This is a quick overview of some of the most common mistakes that beginners make when investing in stock markets.
When I first approached investing, I was totally overwhelmed by the amount of information out there. There were thousands of “advisors”, all telling me different things.
In my recent post 5 Things you thought you knew about investing, I showed some common misconceptions that keep people from ever even trying. In this post I’ll highlight some mistakes that almost all investors make, in the hope that you may avoid the same pitfalls.
I have, on occasion, made these mistakes too, as I trade options on a daily basis. It isn't unusual for human nature to take control, send all logic out the window, often with bundles of my hard earned cash to boot!! So don't feel embarrassed if it happens to you too, we are all human, and fear is never far away when money is involved.
It is not unusual to turn on the news and hear about record growth in this stock, or that Crypto-currency. Advisor after advisor comes on telling us of the phenomenal growth that is almost guaranteed for those who buy shares. Everyone is buying it and it is growing ‘exponentially’. They are even recommending it to their mother… They talk about rocketing revenues and great profit margins.
These things all sound great, but it is company stock. It's not a lottery ticket. Nothing grows to the sky, buying a stock because it is going up is madness. What does the company actually sell?
In 2020, when we all got locked at home for weeks and sometimes months on end, the stock being bought by everyone was Peleton (PTON). Sales had sky-rocketed for the firm, because we all needed to exercise, but the gyms were all closed.
Social media lit up with people challenging each other to virtual workout sessions and the hype grew and grew…
The stock was one of the most recommended on Wall st. until people started to realize that the pandemic will eventually fade. The pandemic was an entry point for many new ‘retail’ investors (that is a nice way to say not professional). Retail investors were being paid to stay home and in some cases were financially better off, so they started to try to make money on the market. Unfortunately, many sought advice on social media. A Meme stock frenzy started. People were buying because other people were buying. That is not a safe investing strategy. People are fickle. Reddit posts very rarely discussed what the company actually did, just what the stock price was doing.

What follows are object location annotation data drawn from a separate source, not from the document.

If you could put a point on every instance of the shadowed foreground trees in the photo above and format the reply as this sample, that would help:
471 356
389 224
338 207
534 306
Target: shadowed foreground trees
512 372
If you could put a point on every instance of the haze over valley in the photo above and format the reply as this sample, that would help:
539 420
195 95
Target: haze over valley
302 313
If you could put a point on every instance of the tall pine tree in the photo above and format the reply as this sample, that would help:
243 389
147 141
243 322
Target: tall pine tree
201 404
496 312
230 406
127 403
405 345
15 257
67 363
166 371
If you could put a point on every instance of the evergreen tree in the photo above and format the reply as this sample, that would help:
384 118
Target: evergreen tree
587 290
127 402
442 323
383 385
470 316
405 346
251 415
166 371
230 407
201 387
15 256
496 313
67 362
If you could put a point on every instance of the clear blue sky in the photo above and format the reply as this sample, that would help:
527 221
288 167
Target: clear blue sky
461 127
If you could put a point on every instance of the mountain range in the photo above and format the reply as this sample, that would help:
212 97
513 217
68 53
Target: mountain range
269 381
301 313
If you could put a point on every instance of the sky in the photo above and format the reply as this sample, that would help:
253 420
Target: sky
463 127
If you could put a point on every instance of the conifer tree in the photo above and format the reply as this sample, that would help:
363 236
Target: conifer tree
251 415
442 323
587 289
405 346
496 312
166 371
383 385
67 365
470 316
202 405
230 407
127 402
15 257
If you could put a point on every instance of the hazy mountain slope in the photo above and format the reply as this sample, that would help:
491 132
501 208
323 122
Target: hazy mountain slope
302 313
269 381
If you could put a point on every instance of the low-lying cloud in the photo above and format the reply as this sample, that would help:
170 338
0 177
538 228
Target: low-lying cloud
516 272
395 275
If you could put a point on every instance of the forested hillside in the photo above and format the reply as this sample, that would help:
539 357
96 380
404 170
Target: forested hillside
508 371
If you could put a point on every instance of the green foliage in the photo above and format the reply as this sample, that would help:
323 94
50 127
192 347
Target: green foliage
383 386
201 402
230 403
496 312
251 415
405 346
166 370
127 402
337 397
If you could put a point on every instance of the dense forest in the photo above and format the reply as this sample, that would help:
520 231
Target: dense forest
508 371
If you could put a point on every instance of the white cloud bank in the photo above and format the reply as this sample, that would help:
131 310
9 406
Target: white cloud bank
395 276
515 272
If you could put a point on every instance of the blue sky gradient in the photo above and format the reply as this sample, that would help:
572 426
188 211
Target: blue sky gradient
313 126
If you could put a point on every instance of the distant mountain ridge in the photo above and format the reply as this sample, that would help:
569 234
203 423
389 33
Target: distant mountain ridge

Know what you are buying and then ask yourself is this a fad or will it be around in 20 years time?
2. Spread your risk - Diversify! (Egg's-Basket-etc!)
I mentioned my mother getting caught out in Elan pharmaceutical in my previous post, Why follow the Investor Gym?

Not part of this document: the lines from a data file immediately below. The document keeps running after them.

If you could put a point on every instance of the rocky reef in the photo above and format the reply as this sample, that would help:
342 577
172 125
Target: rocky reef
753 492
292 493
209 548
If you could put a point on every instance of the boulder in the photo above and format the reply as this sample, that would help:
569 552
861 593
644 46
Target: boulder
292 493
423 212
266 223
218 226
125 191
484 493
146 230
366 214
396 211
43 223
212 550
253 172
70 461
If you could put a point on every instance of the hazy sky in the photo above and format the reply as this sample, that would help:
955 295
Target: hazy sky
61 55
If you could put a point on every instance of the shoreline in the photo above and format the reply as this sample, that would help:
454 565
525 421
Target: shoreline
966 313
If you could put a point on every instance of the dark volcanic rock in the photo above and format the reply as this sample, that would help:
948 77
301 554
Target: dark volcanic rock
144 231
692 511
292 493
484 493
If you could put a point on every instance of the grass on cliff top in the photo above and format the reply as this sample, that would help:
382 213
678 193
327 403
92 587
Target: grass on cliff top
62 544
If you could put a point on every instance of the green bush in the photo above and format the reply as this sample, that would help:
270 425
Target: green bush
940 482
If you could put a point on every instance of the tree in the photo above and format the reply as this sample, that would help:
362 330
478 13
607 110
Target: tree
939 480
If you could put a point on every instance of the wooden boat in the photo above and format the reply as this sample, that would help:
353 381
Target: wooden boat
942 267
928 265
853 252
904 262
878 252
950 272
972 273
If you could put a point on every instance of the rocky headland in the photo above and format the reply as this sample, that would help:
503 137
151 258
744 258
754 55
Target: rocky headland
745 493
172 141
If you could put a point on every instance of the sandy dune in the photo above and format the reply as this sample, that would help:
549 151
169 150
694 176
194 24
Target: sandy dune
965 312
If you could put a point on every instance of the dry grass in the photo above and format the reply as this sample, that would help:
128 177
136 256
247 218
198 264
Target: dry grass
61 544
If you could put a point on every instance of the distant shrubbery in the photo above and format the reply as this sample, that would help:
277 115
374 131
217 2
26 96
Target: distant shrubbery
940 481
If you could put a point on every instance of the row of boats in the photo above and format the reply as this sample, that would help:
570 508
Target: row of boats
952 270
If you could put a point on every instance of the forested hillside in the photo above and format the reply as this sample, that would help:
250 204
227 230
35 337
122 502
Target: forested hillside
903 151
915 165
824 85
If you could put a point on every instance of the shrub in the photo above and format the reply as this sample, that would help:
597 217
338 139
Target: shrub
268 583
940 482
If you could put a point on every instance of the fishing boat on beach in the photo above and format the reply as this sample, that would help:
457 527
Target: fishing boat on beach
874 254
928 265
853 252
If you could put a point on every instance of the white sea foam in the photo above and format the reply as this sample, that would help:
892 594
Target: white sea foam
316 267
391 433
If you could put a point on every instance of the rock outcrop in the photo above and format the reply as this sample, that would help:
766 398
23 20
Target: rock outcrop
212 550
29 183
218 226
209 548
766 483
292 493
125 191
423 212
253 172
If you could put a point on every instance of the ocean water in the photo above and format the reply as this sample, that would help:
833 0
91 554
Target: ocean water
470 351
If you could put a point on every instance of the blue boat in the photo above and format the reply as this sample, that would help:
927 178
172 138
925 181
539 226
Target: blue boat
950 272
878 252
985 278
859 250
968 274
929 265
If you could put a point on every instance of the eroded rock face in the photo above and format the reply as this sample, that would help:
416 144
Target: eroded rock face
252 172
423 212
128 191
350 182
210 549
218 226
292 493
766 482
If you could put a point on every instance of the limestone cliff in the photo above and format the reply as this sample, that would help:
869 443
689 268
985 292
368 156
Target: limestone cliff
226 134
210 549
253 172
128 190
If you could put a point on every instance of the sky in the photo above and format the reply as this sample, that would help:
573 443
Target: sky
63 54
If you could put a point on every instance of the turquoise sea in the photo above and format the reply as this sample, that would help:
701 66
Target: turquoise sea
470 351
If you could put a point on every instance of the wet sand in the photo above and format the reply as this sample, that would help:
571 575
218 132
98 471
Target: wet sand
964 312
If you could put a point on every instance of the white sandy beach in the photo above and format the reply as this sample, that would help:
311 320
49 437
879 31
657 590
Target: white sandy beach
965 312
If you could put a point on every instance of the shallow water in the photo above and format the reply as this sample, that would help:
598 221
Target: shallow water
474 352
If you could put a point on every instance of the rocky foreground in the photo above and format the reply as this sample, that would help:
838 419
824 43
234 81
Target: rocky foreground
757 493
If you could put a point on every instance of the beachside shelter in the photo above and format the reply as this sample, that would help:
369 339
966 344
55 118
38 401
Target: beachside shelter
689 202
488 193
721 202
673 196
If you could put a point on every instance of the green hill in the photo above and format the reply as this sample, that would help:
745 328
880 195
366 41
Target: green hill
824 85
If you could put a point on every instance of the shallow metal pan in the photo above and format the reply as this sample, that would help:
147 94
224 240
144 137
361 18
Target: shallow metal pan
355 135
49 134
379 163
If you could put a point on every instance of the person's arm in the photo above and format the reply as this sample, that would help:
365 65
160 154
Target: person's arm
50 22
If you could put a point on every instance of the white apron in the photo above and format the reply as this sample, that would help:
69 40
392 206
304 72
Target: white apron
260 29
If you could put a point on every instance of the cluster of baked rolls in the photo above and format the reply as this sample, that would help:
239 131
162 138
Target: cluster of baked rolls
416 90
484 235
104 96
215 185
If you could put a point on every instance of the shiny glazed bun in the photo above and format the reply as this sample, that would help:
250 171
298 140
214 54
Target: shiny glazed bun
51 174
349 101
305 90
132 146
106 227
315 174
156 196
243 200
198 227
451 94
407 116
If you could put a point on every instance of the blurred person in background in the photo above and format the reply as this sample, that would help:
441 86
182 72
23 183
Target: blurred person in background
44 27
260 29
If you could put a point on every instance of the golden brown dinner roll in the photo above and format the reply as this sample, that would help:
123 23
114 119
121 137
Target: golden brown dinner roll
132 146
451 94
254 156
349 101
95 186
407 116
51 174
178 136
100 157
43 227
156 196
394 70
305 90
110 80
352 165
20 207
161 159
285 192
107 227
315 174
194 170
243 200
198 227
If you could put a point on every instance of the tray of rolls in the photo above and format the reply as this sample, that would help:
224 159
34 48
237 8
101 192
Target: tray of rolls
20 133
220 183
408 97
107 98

The reason she was caught out was that all her investment was in a single stock, and disaster can strike any stock at any time (and it did!).

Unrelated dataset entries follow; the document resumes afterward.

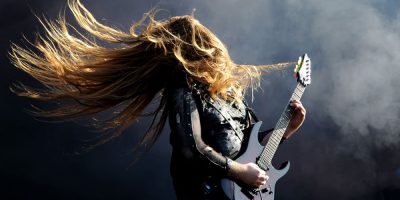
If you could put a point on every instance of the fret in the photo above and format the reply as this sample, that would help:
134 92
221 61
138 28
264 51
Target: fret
280 128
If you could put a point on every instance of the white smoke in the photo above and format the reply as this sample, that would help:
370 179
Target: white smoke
355 47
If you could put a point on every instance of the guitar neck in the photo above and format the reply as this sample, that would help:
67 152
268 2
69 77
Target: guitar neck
272 145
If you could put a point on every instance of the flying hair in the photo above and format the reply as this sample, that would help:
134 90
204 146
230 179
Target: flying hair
132 70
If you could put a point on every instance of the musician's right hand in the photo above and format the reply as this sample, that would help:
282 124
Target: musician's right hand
248 173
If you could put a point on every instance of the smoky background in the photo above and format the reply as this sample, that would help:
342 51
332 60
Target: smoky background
346 149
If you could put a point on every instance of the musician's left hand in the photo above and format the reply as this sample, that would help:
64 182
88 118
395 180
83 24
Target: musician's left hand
297 120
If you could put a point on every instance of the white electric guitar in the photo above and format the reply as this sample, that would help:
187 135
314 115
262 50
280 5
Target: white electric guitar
262 155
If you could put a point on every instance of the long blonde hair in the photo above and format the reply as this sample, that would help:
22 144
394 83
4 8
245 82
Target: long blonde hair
135 70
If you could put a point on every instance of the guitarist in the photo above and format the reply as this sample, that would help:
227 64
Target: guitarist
180 61
204 142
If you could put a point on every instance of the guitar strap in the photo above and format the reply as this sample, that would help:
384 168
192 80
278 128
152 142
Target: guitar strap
227 114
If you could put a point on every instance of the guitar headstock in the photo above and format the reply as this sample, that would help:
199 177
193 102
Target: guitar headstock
303 70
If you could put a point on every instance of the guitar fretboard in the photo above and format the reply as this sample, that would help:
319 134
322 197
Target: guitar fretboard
272 145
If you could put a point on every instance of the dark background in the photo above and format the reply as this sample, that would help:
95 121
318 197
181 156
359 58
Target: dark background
348 148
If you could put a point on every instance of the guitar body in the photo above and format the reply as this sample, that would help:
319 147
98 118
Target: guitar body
262 155
234 191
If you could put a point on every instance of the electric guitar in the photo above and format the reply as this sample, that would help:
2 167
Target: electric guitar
262 155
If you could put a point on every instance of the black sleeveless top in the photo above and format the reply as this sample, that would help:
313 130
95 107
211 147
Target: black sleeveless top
204 134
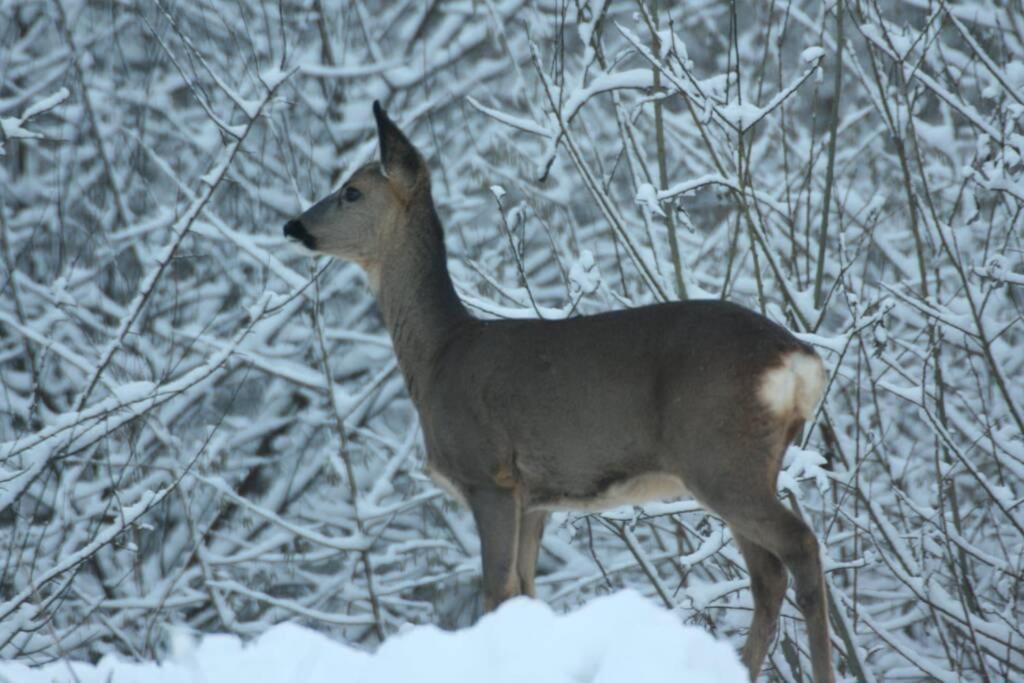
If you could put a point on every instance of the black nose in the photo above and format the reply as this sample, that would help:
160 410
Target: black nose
296 230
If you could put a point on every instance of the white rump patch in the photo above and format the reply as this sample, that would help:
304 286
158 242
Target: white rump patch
635 491
794 388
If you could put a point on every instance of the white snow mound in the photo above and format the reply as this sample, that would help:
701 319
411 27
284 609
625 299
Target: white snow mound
612 639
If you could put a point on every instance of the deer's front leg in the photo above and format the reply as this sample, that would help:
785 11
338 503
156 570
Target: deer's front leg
497 512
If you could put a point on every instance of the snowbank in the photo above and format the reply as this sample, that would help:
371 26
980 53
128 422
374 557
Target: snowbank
619 638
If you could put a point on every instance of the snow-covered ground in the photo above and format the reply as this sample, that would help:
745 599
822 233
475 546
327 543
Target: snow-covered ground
622 637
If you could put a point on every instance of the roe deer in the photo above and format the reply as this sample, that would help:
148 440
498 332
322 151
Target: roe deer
693 398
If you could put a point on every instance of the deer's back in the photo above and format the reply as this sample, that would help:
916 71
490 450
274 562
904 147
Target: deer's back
570 408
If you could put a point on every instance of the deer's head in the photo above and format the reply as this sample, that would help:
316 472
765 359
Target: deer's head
372 208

Even the most respected company can have a disaster. A faulty product like the Boeing 737Max can ground flights worldwide for years! Boeing is one of 2 major airplane manufacturers. Airbus is the other. You would imagine an investment in Boeing was pretty safe, but the fault that caused two fatal crashes took a large part of their business into the penalty box from March 2019 to Dec. 2020.
3. Don't try to ‘Time the market’.
The stock market goes up and down all the time. It does however go up much more often than it goes down. If you try to wait for a stock to revert to a previous ‘good price’ it’s quite possible that you will never own it. The best approach is to use a system called Dollar Cost Averaging. This means to decide on an investment amount, and then enter the position over several purchases. This way you will get an average entry price, not the best price, but not the worst price either.
Personally, I have made all of these mistakes. Not just once either! It is human nature to doubt and second guess. It is also almost certain that as soon as you buy a stock the price goes down and as soon as you sell, it will sky rocket. Its sod’s law.
There are many things to know before you expose your money to the stock market but it is not as dangerous as you think. It can seem very volatile at times and on a day to day basis it is. Over the long term however, markets go up. Period.
Look at the chart, choose carefully, invest and forget it. Its much easier if you avoid watching the day to day activity.